Wellington saw the heaviest fall

House prices continue to dip in November

House values have continued to plunge in November but at a slower pace, with Wellington leading the decline.

CoreLogic’s House Price Index (HPI) dipped 0.6% drop last month – that’s less than half the 1.3% drop in October.

The drop in values was mixed in the major centres, however, with Christchurch seeing an annual rate growth of 4.9%, Wellington falling 15.9%, with Porirua, Lower Hutt, and Upper Hutt experiencing more significant drops, RNZ reported.

“Wellington continues to be at the epicentre of the downturn,” said Nick Goodall, CoreLogic head of research, with affordability the primary reason for the correction.

Dunedin also fared better than most capital cities with a slight 0.3% lift in value.

The price falls in Auckland were also moderate. Goodall said there was a need for caution, however, as many of November’s sales happened before the market was hit by the most recent round of pessimism and continuing interest rate increases. He believes housing affordability will continue to be a concern as we head into 2023, RNZ reported.

Falling house values are starting to improve many of the measures we track, but persistently increasing interest rates is impacting mortgage serviceability,” Goodall said. “The latest data reports an average 50% of income is required to service a mortgage with 80% loan-to-value ratio for the average dwelling value.”

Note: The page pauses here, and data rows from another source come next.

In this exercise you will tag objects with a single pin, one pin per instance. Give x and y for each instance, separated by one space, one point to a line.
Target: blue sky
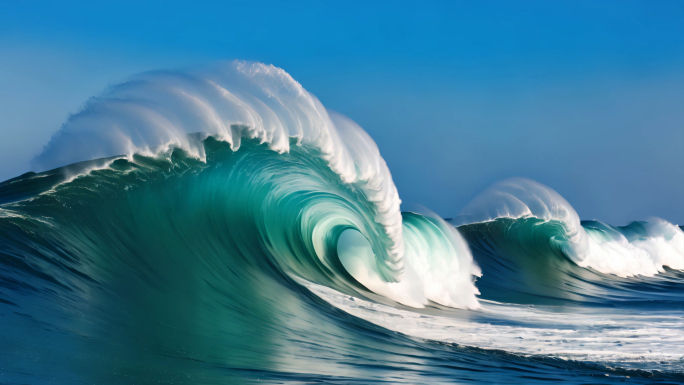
584 96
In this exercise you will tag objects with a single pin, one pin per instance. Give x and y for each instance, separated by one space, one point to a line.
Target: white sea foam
629 338
605 250
154 112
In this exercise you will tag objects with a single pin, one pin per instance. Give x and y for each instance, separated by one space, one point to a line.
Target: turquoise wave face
526 261
172 270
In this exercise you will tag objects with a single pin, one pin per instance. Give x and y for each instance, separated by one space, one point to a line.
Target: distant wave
641 248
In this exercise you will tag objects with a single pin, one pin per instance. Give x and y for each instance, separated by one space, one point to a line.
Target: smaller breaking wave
543 218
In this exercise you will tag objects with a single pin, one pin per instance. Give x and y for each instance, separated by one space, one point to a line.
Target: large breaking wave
221 225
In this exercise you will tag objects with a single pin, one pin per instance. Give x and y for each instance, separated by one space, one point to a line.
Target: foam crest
641 248
156 111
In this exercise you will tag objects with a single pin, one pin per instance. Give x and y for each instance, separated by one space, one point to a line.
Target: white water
629 337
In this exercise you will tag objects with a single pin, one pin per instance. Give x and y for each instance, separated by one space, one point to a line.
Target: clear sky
584 96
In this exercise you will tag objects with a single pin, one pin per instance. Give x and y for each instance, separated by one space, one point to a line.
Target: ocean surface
219 225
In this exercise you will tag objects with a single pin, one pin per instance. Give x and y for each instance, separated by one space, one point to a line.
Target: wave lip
156 111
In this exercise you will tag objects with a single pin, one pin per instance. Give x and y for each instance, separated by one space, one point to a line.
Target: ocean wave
641 248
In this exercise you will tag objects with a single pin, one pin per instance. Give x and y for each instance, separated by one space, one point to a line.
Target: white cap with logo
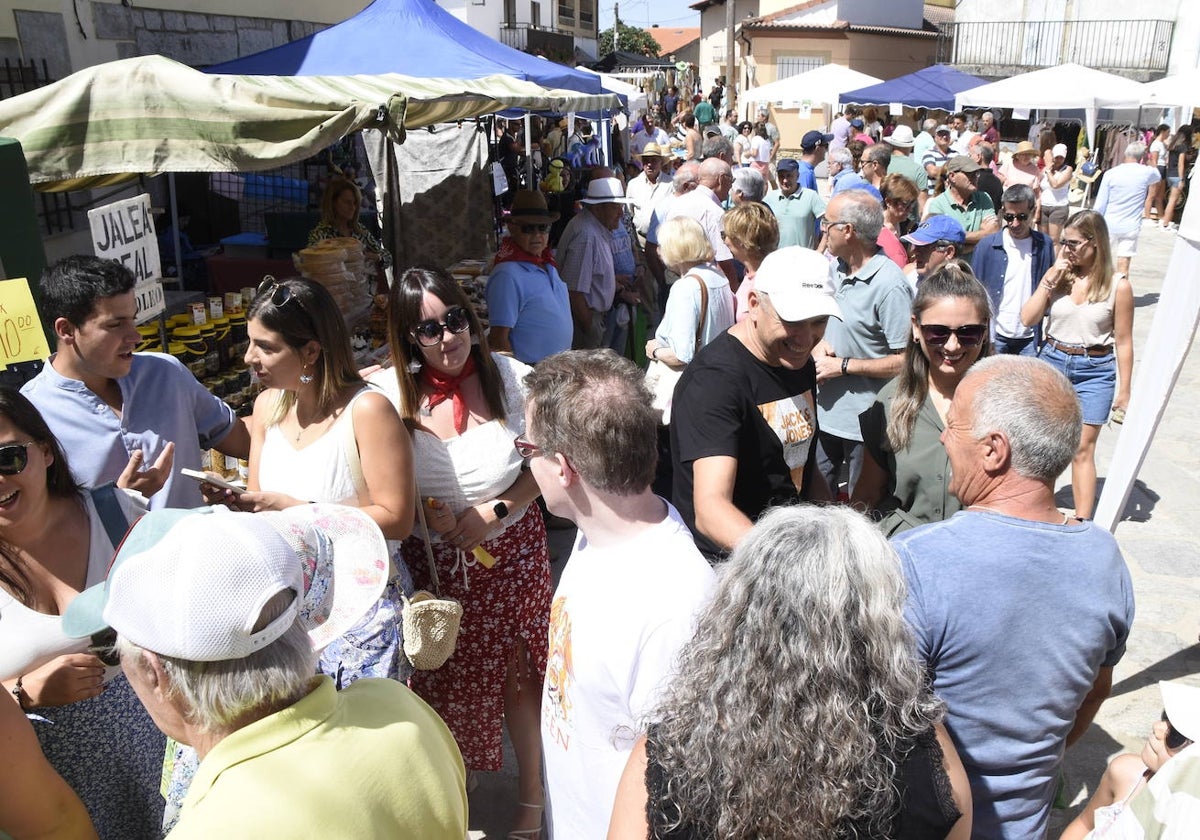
798 282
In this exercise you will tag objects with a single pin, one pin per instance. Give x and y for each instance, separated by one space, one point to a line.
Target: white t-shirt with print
618 619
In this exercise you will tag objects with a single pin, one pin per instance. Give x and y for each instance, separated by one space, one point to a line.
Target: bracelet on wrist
19 694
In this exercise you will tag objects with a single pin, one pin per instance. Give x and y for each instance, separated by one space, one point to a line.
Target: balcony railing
1140 46
529 39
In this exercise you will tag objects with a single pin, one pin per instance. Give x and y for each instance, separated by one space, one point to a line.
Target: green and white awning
151 114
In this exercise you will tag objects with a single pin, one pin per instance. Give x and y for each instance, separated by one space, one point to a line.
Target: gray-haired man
1019 611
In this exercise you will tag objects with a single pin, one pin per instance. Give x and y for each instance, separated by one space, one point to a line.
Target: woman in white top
467 407
1055 185
685 250
322 435
57 540
1089 336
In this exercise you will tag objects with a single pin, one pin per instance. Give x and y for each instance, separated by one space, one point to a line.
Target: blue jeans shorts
1095 379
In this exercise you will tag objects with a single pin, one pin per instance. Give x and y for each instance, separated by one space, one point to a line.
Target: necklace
1066 517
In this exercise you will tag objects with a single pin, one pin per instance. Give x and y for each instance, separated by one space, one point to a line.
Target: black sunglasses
526 448
429 333
15 457
103 647
279 293
970 335
1174 739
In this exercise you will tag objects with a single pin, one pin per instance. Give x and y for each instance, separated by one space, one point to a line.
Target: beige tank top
1084 324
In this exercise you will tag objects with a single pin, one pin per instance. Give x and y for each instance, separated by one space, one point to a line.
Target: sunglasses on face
526 448
969 335
15 457
103 647
429 333
1174 739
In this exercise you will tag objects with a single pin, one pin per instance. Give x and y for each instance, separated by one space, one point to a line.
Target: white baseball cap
1182 706
192 583
798 283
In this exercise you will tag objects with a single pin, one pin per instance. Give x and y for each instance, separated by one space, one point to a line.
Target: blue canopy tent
931 88
442 191
414 37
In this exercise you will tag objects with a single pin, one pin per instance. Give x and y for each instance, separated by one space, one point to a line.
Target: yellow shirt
371 761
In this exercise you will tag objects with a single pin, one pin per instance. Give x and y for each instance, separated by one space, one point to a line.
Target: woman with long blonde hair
1089 336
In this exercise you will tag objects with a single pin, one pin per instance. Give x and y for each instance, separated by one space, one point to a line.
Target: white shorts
1125 246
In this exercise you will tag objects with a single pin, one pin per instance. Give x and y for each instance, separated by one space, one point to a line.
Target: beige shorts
1125 246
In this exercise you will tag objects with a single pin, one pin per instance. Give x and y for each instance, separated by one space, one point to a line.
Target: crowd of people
820 587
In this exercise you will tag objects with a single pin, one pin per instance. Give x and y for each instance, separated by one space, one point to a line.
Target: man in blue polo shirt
528 309
112 409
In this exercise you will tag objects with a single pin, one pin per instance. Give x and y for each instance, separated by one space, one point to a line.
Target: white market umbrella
821 85
1068 85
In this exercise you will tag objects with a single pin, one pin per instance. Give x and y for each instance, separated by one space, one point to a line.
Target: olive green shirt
918 475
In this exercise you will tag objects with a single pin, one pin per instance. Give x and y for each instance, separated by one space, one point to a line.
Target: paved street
1158 537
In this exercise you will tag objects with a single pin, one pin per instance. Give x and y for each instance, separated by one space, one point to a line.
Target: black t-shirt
729 402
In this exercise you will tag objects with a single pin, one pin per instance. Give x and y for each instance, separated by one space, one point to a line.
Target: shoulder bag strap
351 447
703 312
111 514
425 537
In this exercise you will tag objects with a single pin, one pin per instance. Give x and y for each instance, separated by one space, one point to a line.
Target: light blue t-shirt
161 402
532 301
1122 197
1014 619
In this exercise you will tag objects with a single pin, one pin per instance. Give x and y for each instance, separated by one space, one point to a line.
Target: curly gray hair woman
801 708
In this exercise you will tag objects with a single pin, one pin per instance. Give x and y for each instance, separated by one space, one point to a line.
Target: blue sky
648 12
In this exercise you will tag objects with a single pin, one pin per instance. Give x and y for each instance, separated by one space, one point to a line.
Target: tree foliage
629 40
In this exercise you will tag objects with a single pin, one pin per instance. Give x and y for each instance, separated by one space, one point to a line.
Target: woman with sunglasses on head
899 198
1089 336
467 406
906 472
57 540
1109 811
322 435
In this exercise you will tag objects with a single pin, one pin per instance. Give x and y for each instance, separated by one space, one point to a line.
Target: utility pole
730 65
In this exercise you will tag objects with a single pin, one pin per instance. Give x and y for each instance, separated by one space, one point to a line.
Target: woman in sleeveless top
467 407
1089 336
57 540
743 745
322 435
906 472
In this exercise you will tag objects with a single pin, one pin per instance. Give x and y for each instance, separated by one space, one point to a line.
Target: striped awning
151 114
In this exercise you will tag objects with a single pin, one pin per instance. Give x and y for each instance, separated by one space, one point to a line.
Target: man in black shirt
744 414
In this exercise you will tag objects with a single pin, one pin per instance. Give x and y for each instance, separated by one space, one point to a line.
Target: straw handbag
431 623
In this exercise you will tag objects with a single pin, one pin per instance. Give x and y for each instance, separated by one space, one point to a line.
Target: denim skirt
1095 379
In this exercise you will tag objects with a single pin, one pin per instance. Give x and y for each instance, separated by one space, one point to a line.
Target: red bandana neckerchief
444 387
510 252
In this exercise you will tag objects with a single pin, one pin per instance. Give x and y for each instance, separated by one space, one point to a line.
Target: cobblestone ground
1161 544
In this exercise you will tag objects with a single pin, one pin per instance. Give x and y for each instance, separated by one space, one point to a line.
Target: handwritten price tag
21 329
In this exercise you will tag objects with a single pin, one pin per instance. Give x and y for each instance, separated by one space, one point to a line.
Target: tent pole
529 180
174 221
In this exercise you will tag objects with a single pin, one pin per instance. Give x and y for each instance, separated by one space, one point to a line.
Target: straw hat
652 149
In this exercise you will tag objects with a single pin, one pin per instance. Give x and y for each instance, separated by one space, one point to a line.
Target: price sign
21 330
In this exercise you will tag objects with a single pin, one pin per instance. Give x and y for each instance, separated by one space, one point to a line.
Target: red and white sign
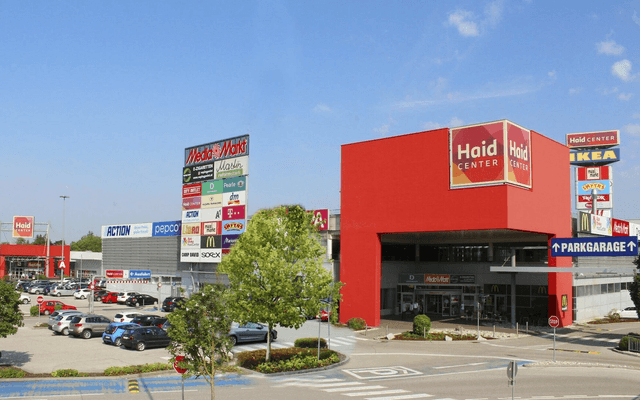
23 227
603 139
195 189
176 367
489 154
619 227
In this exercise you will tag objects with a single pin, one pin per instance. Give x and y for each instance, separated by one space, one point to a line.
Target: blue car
113 333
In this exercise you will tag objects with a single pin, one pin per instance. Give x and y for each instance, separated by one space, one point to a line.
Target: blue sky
99 99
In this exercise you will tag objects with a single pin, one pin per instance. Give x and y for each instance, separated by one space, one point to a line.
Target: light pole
64 201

He also tipped mortgage interest rates to rise to 8% from next year.

Goodall said it was intriguing to see the difference between the New Zealand central bank’s tough stance and the Reserve Bank of Australia’s wait-and-see approach.

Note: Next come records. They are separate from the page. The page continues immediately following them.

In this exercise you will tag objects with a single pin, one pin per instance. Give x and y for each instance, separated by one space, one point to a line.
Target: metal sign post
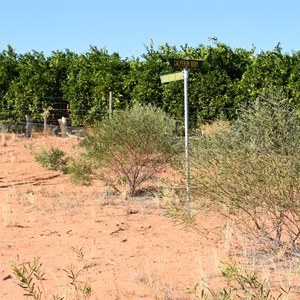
184 63
186 133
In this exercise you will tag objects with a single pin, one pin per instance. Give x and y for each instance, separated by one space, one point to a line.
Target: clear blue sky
127 26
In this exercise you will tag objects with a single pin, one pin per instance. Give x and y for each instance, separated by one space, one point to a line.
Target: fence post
28 132
45 121
110 104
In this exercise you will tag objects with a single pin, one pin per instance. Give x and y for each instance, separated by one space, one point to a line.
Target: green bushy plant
132 147
254 171
239 283
53 159
30 278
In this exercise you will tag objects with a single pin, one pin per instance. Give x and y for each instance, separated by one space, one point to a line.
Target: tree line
229 79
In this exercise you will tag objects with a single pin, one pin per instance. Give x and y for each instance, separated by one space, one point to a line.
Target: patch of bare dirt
132 250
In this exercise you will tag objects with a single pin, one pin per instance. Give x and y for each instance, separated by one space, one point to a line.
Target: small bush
132 147
254 171
53 159
238 283
30 278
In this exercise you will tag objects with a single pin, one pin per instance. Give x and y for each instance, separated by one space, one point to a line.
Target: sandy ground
132 250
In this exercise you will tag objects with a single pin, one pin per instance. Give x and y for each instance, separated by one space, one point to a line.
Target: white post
186 131
110 104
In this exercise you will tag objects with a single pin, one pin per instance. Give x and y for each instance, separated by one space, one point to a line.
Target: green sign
171 77
186 63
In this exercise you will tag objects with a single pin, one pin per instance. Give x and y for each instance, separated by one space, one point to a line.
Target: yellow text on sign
171 77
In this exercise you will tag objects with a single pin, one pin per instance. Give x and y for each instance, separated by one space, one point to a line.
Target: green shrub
53 159
254 170
132 147
238 283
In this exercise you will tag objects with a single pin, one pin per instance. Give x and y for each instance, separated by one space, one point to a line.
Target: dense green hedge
228 79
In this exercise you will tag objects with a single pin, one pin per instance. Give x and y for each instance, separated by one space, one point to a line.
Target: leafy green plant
28 275
131 148
53 159
254 171
82 291
30 278
238 283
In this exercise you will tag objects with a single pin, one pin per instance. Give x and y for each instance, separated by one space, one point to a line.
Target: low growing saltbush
129 149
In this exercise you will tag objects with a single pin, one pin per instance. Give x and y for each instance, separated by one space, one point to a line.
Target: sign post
185 64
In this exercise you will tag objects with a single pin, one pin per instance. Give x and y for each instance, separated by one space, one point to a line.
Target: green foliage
27 274
228 79
253 169
53 159
132 147
239 284
30 278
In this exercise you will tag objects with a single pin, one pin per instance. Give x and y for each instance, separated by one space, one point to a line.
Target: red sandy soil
132 250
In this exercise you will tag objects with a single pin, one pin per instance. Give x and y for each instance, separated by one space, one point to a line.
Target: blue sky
127 26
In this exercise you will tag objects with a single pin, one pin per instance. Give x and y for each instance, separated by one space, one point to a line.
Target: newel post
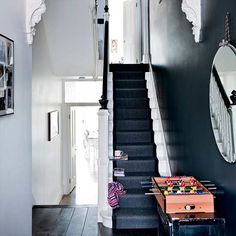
103 162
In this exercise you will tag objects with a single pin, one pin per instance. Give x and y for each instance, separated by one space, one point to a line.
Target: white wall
15 131
69 30
46 97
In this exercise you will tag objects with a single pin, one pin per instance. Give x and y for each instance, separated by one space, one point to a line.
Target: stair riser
136 201
130 83
133 125
137 166
134 138
132 114
132 182
137 151
128 76
136 223
132 103
124 93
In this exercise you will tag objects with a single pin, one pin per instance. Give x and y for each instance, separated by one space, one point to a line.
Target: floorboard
75 221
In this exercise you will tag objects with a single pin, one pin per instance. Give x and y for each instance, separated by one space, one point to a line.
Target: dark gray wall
182 68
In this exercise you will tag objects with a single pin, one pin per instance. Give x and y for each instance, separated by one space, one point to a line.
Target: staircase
133 134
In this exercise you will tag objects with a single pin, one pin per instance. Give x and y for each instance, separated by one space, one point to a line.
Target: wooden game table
190 222
196 224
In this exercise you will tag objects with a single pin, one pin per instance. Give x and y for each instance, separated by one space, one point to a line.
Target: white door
132 31
72 180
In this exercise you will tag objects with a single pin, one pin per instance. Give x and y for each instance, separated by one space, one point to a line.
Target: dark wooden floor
75 221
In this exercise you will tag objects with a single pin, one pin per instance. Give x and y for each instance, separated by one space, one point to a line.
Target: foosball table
186 207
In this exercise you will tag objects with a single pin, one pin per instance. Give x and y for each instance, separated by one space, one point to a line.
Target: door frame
66 143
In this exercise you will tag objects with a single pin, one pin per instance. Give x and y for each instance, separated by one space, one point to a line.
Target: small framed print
6 76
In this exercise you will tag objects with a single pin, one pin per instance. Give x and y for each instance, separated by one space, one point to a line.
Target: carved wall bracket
34 11
192 9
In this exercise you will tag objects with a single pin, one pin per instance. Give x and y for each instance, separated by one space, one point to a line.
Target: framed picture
6 76
53 124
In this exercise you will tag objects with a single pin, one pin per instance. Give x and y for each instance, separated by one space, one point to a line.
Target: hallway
75 221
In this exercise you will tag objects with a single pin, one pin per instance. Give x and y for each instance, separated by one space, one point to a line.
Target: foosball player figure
180 181
166 192
182 186
170 186
193 184
168 181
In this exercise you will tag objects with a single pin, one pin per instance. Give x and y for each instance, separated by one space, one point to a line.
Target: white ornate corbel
34 11
192 9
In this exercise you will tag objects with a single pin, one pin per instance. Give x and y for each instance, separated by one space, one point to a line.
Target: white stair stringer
159 139
106 215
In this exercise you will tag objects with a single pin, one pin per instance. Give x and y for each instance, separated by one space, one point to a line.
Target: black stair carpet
133 134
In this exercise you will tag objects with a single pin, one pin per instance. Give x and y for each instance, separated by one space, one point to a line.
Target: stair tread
129 68
124 80
137 212
139 158
132 89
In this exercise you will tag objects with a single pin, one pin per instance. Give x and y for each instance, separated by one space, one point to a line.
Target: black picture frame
53 124
6 76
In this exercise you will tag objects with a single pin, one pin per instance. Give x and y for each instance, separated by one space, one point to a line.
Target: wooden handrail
103 101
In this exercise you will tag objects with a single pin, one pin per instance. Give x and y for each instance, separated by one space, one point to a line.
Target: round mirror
222 100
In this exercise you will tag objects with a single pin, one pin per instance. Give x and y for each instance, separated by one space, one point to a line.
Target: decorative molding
34 11
192 9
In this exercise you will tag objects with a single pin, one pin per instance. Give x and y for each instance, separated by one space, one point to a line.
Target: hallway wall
46 97
15 131
185 68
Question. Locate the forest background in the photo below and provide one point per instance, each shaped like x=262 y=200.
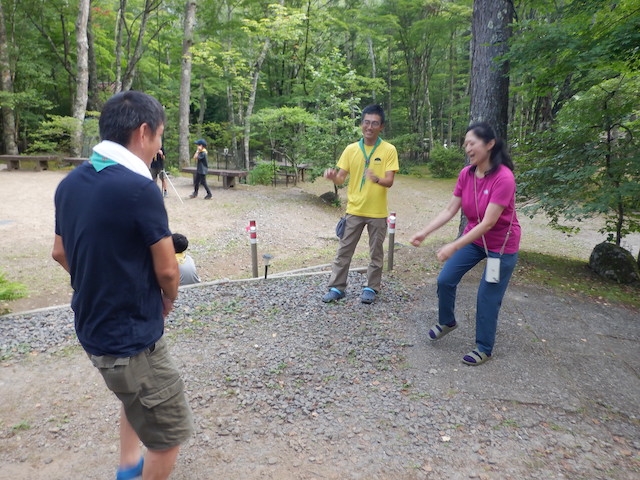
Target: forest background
x=285 y=81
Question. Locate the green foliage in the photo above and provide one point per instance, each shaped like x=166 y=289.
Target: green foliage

“The RBNZ will be wary of this too but appear comfortable in the knowledge they can always reduce the OCR in the future to stimulate the economy and borrowing if required,” he said.

As property prices decline, the number of houses being listed for sale has plummeted by 26% compared with the same period last year.

While some might find the drop in listings “scary,” it should be noted that listings had risen sharply as the Auckland lockdown came to an end last November, said Vanessa Williams, from

The national average asking price is now below $900,000 – that’s 9% lower than January.

Williams said nobody had expected the “hot market” during the pandemic years 2020-21 and the latest figures could be considered as “a correction to the intense growth rate.”

For two years, prices across the regions increased by 25% to 30% which was not sustainable.

The 9% fall in prices since January was a cooling of the inflated COVID-19 period, Williams said.

Earlier this week, ANZ forecasted a 22% drop in prices with the market around halfway through the fall cycle.

“We just don’t know what levers the government or the Reserve Bank are going to pull but should things stay as they are we will probably continue to see that cooling of prices,” Williams told RNZ.